Your mom just sent me this site. You've kept a wonderful journal through this incredible ordeal. Give Max a big squeeze for me. I'm smiling at the thought of you guys moving to the front of the long lines. Ha! Hardly a bargain, but it's something! Take care and know I send you and Max love and light everyday. Love, Rad
Bill Lulias
Bill Lulias
Heather and Iron Max,


Many prayers for you Max and momma Heather too.  Stay strong embrace the Love and I can't wait too see the pictures of you running around.  You will be older when you read this Max and there are few moments of joy that you always remember, I remember holding your mother in my arms 40 years ago and I'll wait for the joy of reading your response to this message.  The beauty in life is with those who you share the journey.

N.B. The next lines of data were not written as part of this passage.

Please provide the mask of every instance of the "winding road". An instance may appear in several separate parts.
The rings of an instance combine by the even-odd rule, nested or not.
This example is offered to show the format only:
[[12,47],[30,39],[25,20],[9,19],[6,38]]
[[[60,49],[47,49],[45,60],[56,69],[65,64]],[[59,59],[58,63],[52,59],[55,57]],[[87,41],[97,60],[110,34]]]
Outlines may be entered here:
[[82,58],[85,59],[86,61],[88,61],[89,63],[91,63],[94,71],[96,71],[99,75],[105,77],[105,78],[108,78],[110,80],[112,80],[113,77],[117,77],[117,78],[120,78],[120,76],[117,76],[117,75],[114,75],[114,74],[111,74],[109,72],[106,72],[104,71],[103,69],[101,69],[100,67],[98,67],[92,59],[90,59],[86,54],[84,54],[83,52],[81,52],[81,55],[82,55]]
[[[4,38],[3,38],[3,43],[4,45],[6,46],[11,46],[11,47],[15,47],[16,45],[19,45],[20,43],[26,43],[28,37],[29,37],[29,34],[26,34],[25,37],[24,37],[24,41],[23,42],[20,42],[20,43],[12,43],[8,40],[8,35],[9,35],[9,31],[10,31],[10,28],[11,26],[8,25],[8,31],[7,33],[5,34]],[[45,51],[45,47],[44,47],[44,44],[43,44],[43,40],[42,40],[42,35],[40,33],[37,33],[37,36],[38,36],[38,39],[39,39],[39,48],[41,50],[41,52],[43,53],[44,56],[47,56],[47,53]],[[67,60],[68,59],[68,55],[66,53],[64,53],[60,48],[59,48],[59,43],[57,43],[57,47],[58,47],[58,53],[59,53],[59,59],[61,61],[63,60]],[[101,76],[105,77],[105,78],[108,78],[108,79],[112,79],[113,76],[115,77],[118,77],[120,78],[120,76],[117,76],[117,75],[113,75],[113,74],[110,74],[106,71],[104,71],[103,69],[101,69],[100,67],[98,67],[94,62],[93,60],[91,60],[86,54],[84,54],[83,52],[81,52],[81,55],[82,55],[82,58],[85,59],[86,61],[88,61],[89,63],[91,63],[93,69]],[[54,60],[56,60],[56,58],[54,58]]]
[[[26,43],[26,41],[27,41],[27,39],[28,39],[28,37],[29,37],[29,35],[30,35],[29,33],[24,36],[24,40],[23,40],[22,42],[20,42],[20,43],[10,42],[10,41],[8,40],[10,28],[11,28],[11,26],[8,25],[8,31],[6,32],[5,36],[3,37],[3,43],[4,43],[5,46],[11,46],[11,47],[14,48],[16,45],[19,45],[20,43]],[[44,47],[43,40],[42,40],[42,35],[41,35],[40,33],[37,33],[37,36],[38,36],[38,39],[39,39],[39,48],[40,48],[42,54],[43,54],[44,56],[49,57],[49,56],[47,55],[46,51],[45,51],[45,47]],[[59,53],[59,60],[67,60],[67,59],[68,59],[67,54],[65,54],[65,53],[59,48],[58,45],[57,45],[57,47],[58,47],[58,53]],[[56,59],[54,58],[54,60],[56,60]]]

Love , hugs, kisses......"Wild Bill"   
Michael Duncan
Michael Duncan
Hey guys, heard about Max's story on Orangebloods so I started reading your CaringBridge. I posted there already but my wife and I know what you're going through. We recently (august) finished 133 weeks of treatment for our youngest daughter who is 20 now. She was originally diagnosed when she was Max's age with leukemia and went through 123 weeks. Then "got it again" 13 years later so we've known children's cancer quite a bit over the years. We always hate to tell families she had it twice because it scares them. Let me just say she had a completely different type plus what happened with her is extremely rare. Her doctors at TCH had never seen it before her so don't worry.

You have your little guy in the best place and I'm sure he will be fine. We completely understand your fears about how he will handle it weeks from now and all kids are different but most have no problem with that. Kids are just so resilient. Just look at all those kids the next time you're in clinic. How many are smiling and laughing and just being kids. And then realize that most of them have been doing this for months or even years and have already been through more than most adults can handle. They just take it in stride.

Devin had a big fear of needles and getting poked when she was treated at 3 but after a month or two she was asking if she could do it herself. They all do that so I'm sure Max will be fine. (Word of advice, if they want a quick blood draw and don't want to access his port, do it in the arm, not his finger. Fingers have many more nerve endings!) I also noticed that you said his jaw was hurting...probably from vincristine...heating pads work well if you can get him to sit still. Some people use little bags of corn heated up in a microwave. Those work even better as long as he isn't nauseous. If he is the last thing he'll want it the smell of popcorn that close to his face! Another thing we tell new parents, as this goes on he may get more nauseous with each dose. Tell the doctors. They really do want him to be comfortable and there are many different meds they can give him but won't step up to the next one until you tell them what he's taking isn't cutting it.

The main thing we wanted to tell you is to look into the Sunshine Kids. It's a fantastic organization for kids with cancer (and their parents) they have various parties and events that really help these kids forget about the "treatment" and just be a kid. The best thing I can say about them is that Devin, my daughter, went through 2 1/2 years of chemo when she was Max's age and looking back at that time in her life, mostly all she could remember was the fun things she did with SSK! True story, they're that good. So get an application at clinic or better yet just call them up and ask for Jennifer or Rita and tell them Devin's parents, or just Devin for that matter told you to call. We've known them a long time and have sent many kids (too many) their way. I promise you won't be sorry.

Other than that, just hang in there. I always said I could handle anything except something happening to one of my kids...until it did. It was a kick in the gut at first but you adapt and just keep plugging away taking things as they come and next thing you know you're doing it.